New FDA guidelines aim to reduce U.S. salt intake. Will it work?
In a bid to help reduce the average American sodium intake by 12% over the next 2 1/2 years, as well as to reduce the rate of heart disease in the country, the Food and Drug Administration has released new guidelines asking chain restaurants, food manufacturers and food service operators to voluntarily reduce sodium levels in 163 categories of the most-consumed processed, packaged and prepared foods. This includes packaged meats, bagged chips, nut mixes and fast-food burger combos.

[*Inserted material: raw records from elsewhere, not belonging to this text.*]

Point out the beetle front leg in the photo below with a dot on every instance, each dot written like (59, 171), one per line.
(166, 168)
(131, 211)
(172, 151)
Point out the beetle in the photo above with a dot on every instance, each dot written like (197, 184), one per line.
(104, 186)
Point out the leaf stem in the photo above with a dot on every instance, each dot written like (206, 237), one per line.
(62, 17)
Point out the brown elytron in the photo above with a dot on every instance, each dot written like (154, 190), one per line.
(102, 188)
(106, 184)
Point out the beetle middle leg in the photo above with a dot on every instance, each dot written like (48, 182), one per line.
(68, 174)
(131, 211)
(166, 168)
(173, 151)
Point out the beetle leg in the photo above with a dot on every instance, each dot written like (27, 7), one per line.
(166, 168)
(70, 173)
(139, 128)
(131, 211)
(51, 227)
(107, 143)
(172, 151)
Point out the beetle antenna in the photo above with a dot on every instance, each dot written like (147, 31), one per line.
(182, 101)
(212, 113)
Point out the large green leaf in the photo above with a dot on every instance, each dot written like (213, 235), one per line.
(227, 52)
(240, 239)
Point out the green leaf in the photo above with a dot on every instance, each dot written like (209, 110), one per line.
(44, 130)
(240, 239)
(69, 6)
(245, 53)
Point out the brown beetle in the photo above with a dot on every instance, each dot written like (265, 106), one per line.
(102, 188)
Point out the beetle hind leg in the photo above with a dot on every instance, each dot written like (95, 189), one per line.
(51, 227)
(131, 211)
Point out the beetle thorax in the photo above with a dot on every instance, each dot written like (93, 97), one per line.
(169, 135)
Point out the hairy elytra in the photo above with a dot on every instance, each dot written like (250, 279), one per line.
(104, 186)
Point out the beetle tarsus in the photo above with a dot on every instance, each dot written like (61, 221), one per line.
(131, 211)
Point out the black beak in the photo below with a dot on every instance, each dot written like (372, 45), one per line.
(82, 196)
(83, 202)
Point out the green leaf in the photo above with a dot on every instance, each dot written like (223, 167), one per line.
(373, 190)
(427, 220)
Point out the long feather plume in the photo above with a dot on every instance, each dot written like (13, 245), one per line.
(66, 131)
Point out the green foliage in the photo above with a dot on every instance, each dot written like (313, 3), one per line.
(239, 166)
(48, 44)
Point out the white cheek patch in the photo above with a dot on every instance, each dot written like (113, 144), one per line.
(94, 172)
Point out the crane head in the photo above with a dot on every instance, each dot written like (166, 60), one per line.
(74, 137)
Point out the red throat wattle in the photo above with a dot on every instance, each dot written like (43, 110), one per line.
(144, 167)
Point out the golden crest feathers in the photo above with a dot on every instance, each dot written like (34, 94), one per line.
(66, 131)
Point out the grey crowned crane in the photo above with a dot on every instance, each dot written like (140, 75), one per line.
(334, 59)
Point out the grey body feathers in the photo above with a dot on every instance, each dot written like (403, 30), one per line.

The majority of sodium consumed in America comes from these foods, not from table salt added to food when cooking or eating. Through this voluntary sodium scale-back, the agency wants to cut sodium intake to an average of 3,000 milligrams per day from today’s 3,400 mg, an average intake that would still be above the Dietary Guidelines for Americans’ recommended limit of 2,300 mg per day for anyone over 14 years of age.
Will these nonbinding guidelines set out by the FDA work to reduce salt levels in everyday American food? Should we instead focus on getting Americans to simply eat less of these highly processed foods? Are you concerned that most Americans are eating too much salt? Are the dangers of sodium in the food supply overblown?